Dersim’i enine boyuna tartışalım, arşivleri açalım, gerçekler ortaya çıksın. Katliam/soykırım yapılmıştır. Bundan devlet sorumludur.
Özür dilenmeli, gereği yapılmalı...

Hem “katliam/soykırım” yapıldı diyeceksiniz, hem de “tartışmaktan, arşivleri açmaktan, gerçeklerin ortaya çıkmasından” söz edeceksiniz? Şu cinliğe bakınız; ferman benden, katliam/soykırım’ı onaylamak sizden. Sonra da sıra, 74 yıl öncesinin acısından yeni bir kardeş kavgası çıkarmaya gelecek.
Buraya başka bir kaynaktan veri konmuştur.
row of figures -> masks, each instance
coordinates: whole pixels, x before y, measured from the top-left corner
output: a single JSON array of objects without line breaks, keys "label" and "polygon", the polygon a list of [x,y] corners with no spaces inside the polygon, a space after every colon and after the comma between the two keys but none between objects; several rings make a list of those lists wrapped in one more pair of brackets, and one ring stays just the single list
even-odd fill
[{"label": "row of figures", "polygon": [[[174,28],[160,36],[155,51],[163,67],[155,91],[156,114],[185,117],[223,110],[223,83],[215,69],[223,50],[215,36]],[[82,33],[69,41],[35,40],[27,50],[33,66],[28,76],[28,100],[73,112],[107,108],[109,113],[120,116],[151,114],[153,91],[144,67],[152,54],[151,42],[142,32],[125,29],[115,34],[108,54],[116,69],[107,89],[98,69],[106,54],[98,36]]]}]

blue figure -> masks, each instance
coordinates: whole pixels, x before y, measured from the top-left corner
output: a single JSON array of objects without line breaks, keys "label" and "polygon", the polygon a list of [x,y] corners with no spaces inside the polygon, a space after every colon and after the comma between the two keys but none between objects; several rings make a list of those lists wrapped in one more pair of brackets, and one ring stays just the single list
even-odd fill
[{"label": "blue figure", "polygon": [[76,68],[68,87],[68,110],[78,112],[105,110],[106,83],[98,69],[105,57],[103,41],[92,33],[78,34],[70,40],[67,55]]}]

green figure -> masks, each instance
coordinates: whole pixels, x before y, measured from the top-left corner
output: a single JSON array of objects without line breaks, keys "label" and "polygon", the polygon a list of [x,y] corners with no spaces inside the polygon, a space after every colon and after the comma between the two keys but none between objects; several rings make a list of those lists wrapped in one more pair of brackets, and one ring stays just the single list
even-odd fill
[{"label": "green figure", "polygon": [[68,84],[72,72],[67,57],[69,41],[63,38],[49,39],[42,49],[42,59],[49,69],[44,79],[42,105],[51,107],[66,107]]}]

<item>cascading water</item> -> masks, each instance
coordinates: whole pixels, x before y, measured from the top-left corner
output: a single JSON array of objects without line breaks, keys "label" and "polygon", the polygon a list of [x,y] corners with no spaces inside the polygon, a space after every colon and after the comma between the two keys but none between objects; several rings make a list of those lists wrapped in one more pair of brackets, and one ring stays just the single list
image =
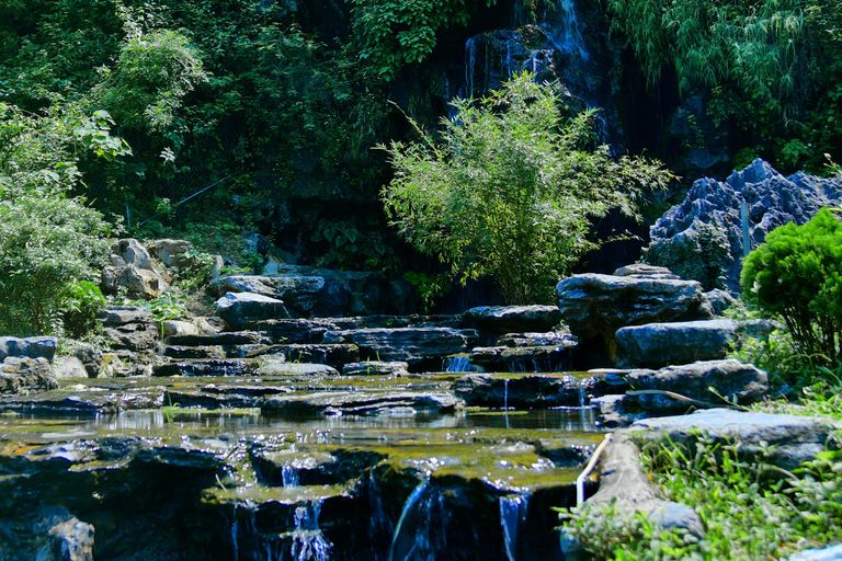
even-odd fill
[{"label": "cascading water", "polygon": [[526,524],[530,494],[500,497],[500,526],[503,529],[505,557],[509,561],[517,559],[517,534]]},{"label": "cascading water", "polygon": [[470,363],[470,355],[459,354],[446,356],[442,360],[442,371],[445,373],[481,373],[482,368]]},{"label": "cascading water", "polygon": [[281,485],[298,486],[298,470],[293,466],[283,466],[281,468]]},{"label": "cascading water", "polygon": [[444,528],[450,518],[442,492],[424,480],[412,490],[389,549],[389,561],[434,560],[446,546]]},{"label": "cascading water", "polygon": [[291,550],[294,561],[330,561],[332,545],[319,528],[321,501],[295,510],[295,529]]}]

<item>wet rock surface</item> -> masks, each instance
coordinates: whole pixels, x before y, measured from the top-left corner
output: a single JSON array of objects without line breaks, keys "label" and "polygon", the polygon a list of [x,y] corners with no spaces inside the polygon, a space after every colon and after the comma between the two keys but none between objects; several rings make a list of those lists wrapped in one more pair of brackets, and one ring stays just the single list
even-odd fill
[{"label": "wet rock surface", "polygon": [[671,364],[725,358],[731,350],[738,324],[732,320],[647,323],[621,328],[617,366],[660,368]]},{"label": "wet rock surface", "polygon": [[715,409],[636,421],[629,431],[644,442],[669,437],[675,443],[693,445],[699,435],[705,435],[715,442],[739,443],[743,457],[762,456],[770,463],[792,470],[823,451],[826,444],[830,444],[830,435],[840,428],[842,422],[827,417]]},{"label": "wet rock surface", "polygon": [[713,308],[702,285],[664,278],[669,271],[653,268],[633,270],[624,275],[587,273],[558,283],[558,307],[565,323],[579,339],[582,359],[588,365],[614,364],[615,333],[621,328],[713,319]]},{"label": "wet rock surface", "polygon": [[[715,265],[724,271],[725,288],[739,293],[743,203],[748,206],[751,247],[756,248],[776,227],[787,222],[803,225],[822,206],[839,206],[842,180],[804,172],[785,178],[761,159],[735,171],[726,181],[697,180],[684,202],[670,208],[651,227],[649,251],[678,255],[682,247],[687,247],[691,253],[697,254],[699,230],[713,226],[727,239],[727,251]],[[676,271],[681,265],[663,264],[676,265]]]},{"label": "wet rock surface", "polygon": [[468,348],[476,332],[451,328],[368,328],[325,333],[325,343],[353,343],[361,358],[402,360],[413,366],[440,365]]}]

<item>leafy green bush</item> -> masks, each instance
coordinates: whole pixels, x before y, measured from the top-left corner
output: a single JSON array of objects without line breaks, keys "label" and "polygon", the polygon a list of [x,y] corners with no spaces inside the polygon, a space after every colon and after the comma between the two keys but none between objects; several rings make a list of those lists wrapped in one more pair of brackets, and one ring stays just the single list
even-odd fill
[{"label": "leafy green bush", "polygon": [[[409,62],[421,62],[435,46],[435,34],[469,18],[465,0],[352,0],[353,27],[360,35],[360,58],[379,78],[391,80]],[[490,7],[497,0],[486,0]]]},{"label": "leafy green bush", "polygon": [[790,473],[771,465],[772,451],[767,447],[749,461],[740,443],[705,435],[692,446],[644,447],[644,465],[665,497],[698,514],[702,539],[613,504],[557,508],[568,520],[562,528],[594,560],[785,559],[842,539],[842,453],[819,453]]},{"label": "leafy green bush", "polygon": [[77,198],[0,187],[0,332],[59,332],[73,280],[95,278],[111,232]]},{"label": "leafy green bush", "polygon": [[491,277],[508,302],[548,301],[594,248],[591,219],[634,214],[641,185],[671,178],[658,163],[589,149],[594,113],[565,121],[559,96],[532,78],[516,75],[478,104],[456,101],[442,142],[419,129],[421,141],[387,148],[392,224],[463,280]]},{"label": "leafy green bush", "polygon": [[75,339],[82,339],[96,331],[96,312],[105,308],[105,297],[96,283],[75,280],[68,285],[61,307],[65,332]]},{"label": "leafy green bush", "polygon": [[746,257],[740,284],[749,304],[784,320],[801,353],[842,357],[842,222],[829,208],[770,232]]}]

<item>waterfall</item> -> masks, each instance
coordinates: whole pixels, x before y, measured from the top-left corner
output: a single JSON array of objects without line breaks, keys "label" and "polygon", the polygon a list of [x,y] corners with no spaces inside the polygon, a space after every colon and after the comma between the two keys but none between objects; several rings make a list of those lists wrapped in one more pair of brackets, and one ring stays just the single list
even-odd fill
[{"label": "waterfall", "polygon": [[477,62],[477,37],[465,43],[465,88],[468,98],[474,98],[474,65]]},{"label": "waterfall", "polygon": [[281,468],[281,486],[298,486],[298,470],[293,466]]},{"label": "waterfall", "polygon": [[292,559],[294,561],[329,561],[333,545],[319,528],[321,501],[307,503],[295,510]]},{"label": "waterfall", "polygon": [[389,561],[433,561],[446,547],[444,530],[450,515],[442,492],[424,480],[403,504]]},{"label": "waterfall", "polygon": [[515,561],[517,551],[517,533],[526,523],[530,494],[500,497],[500,526],[503,528],[505,557]]},{"label": "waterfall", "polygon": [[458,354],[445,356],[442,360],[442,370],[445,373],[481,373],[481,367],[470,364],[470,355]]},{"label": "waterfall", "polygon": [[[237,511],[244,511],[247,516],[240,520]],[[257,507],[251,502],[234,505],[234,523],[231,523],[231,543],[234,546],[234,561],[240,561],[240,550],[249,552],[258,547],[258,520]]]},{"label": "waterfall", "polygon": [[561,53],[578,54],[583,61],[588,60],[591,55],[588,53],[579,31],[579,18],[573,0],[559,0],[557,13],[557,23],[553,28],[554,33],[551,33],[554,46]]}]

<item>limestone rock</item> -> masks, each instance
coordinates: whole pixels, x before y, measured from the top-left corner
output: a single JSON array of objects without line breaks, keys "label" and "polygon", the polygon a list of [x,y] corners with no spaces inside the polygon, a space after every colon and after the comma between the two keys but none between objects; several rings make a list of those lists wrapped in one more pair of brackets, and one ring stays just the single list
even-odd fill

Hesap böyle.


Peki “Dersim” in üstü örtülsün mü? Hayır. Bu, bizim meselemizdir, elbette araştırılacaktır. Ama sokakta dövüşerek, acıları istismar ve birbirimize iftira ederek, medya kampanyalarıyla fitne tohumları ekerek değil. Huzurumuzu, birliğimizi bozmadan, emperyalistlere malzeme vermeden, gerçeği evet sadece gerçeği öğrenmek için, meseleyi tarihçilere bırakacağız.

Gelişmiş ülkeler de böyle yapıyor, hatalardan ders alıyor. Ama yabancılardan öğüt alanlar, aynen bizim gibi kavga etmeyi çare zannediyor, sorun daha da ağırlaşıyor.

***

Şimdi de “özür yetmeeez” e gelelim, Aygün’ün şu iddialarını okuyalım:

“Dersim, etnik kimliği ve dinî inançları bakımından farklı özellikler taşıyan bir bölge. Osmanlı’da olduğu gibi Cumhuriyet döneminde de; önce merkezleşme yönünde kararlar alınıyor, bölgeyi merkezî yönetime bağlama yönünde bazı raporlar hazırlanıyor.”
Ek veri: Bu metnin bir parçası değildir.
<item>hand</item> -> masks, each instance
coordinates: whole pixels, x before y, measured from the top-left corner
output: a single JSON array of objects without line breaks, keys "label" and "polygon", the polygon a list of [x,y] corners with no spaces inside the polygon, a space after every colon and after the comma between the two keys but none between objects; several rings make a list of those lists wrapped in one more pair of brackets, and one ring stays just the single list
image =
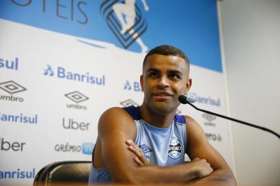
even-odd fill
[{"label": "hand", "polygon": [[147,161],[142,150],[137,146],[132,140],[126,141],[126,144],[128,145],[128,149],[133,152],[136,157],[133,158],[138,165],[142,166],[146,165],[150,165],[150,163]]},{"label": "hand", "polygon": [[197,169],[198,178],[206,177],[213,172],[213,169],[206,159],[195,158],[190,163],[193,164],[195,168]]}]

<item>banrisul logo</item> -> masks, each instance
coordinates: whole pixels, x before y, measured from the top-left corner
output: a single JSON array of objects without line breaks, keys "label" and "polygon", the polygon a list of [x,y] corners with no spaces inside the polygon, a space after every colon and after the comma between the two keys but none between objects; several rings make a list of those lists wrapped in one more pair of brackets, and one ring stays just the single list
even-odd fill
[{"label": "banrisul logo", "polygon": [[88,108],[86,105],[81,105],[81,102],[86,101],[89,99],[88,97],[81,94],[78,91],[74,91],[72,92],[68,93],[64,95],[68,99],[71,100],[72,102],[76,103],[77,104],[67,103],[66,107],[70,109],[76,109],[76,110],[86,110]]},{"label": "banrisul logo", "polygon": [[92,76],[90,72],[70,72],[65,68],[57,67],[54,68],[50,65],[47,65],[43,69],[44,76],[64,79],[69,81],[79,81],[81,83],[90,83],[97,85],[105,85],[105,75],[101,76]]},{"label": "banrisul logo", "polygon": [[38,115],[27,116],[23,114],[8,114],[0,112],[0,121],[19,123],[26,124],[37,124]]},{"label": "banrisul logo", "polygon": [[26,91],[26,88],[13,81],[0,83],[0,89],[2,89],[10,95],[0,95],[0,100],[8,101],[23,102],[23,98],[17,97],[12,94]]},{"label": "banrisul logo", "polygon": [[178,158],[182,154],[182,145],[177,138],[172,137],[168,148],[168,156],[173,158]]},{"label": "banrisul logo", "polygon": [[4,171],[0,169],[0,179],[24,179],[24,178],[35,178],[36,171],[35,168],[31,170],[22,170],[19,168],[14,170]]},{"label": "banrisul logo", "polygon": [[141,85],[139,82],[131,82],[128,80],[126,80],[125,83],[123,83],[123,90],[143,92]]},{"label": "banrisul logo", "polygon": [[0,68],[1,68],[8,70],[18,70],[19,59],[16,57],[13,60],[10,60],[0,58]]}]

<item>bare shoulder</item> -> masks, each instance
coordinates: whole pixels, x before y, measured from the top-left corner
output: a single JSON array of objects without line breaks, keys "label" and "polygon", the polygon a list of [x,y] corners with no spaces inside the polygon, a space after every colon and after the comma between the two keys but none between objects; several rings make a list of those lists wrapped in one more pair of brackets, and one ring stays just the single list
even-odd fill
[{"label": "bare shoulder", "polygon": [[204,132],[200,125],[193,118],[190,116],[185,116],[187,123],[187,132],[188,135],[203,135]]},{"label": "bare shoulder", "polygon": [[98,123],[99,136],[101,138],[106,134],[121,134],[132,138],[137,132],[136,125],[132,116],[123,108],[111,107],[100,116]]}]

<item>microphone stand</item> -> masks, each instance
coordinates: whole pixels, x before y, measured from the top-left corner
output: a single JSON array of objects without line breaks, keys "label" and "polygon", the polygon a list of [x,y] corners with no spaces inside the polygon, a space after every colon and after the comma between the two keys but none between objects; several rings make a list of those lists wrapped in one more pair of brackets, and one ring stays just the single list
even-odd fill
[{"label": "microphone stand", "polygon": [[280,138],[280,135],[279,134],[277,134],[277,132],[275,132],[273,130],[271,130],[270,129],[268,129],[268,128],[266,128],[266,127],[260,127],[260,126],[258,126],[258,125],[254,125],[254,124],[251,124],[250,123],[245,122],[245,121],[241,121],[241,120],[238,120],[238,119],[230,118],[230,117],[228,117],[228,116],[223,116],[223,115],[221,115],[221,114],[217,114],[217,113],[214,113],[214,112],[210,112],[210,111],[208,111],[208,110],[206,110],[200,109],[200,108],[198,108],[196,106],[194,106],[190,101],[188,101],[187,100],[186,100],[185,101],[186,101],[186,103],[189,104],[190,105],[191,105],[192,107],[193,107],[196,110],[199,110],[201,112],[206,112],[206,113],[208,113],[208,114],[212,114],[212,115],[214,115],[214,116],[219,116],[219,117],[221,117],[221,118],[229,119],[229,120],[231,120],[231,121],[235,121],[235,122],[238,122],[238,123],[242,123],[242,124],[244,124],[244,125],[249,125],[249,126],[252,127],[256,127],[256,128],[258,128],[258,129],[260,129],[260,130],[270,132],[271,134],[274,134],[276,136],[277,136],[279,138]]}]

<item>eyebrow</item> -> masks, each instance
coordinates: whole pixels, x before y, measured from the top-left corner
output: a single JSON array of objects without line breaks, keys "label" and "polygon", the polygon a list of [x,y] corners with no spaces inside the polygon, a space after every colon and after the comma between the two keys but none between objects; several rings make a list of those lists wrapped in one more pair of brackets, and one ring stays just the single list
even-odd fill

Önce yanlışları düzeltelim:

“Dersim” in yapısı, genelden farklı değildir. Türkmen, Zaza (mezhep ve ibadet dili Türkçe), Kürt, Ermeni, Alevi, Sünni ve diğer inanç grupları; hepsi de, Türk Milletinin unsurlarındandır. Uluslararası hukukta gibi, çoğunluğa mensupturlar.

Osmanlı gibi Türkiye Cumhuriyeti Devleti’nin de, milli (ulus) ve üniter (merkezi) yapıda olduğu doğrudur. İkisi de Türk Milletinin devletidir ve ülke başkentten yönetilir. Hüseyin Aygün’ün yanılgısı; aynen PKK gibi etnik ve dini inanç farklılığına göre, merkezden ayrı bir egemen yönetim olabileceğini düşünmesindedir. Bir milletin ve devletin, eşit haklara sahip bireyi olmaya isyan etmesindedir.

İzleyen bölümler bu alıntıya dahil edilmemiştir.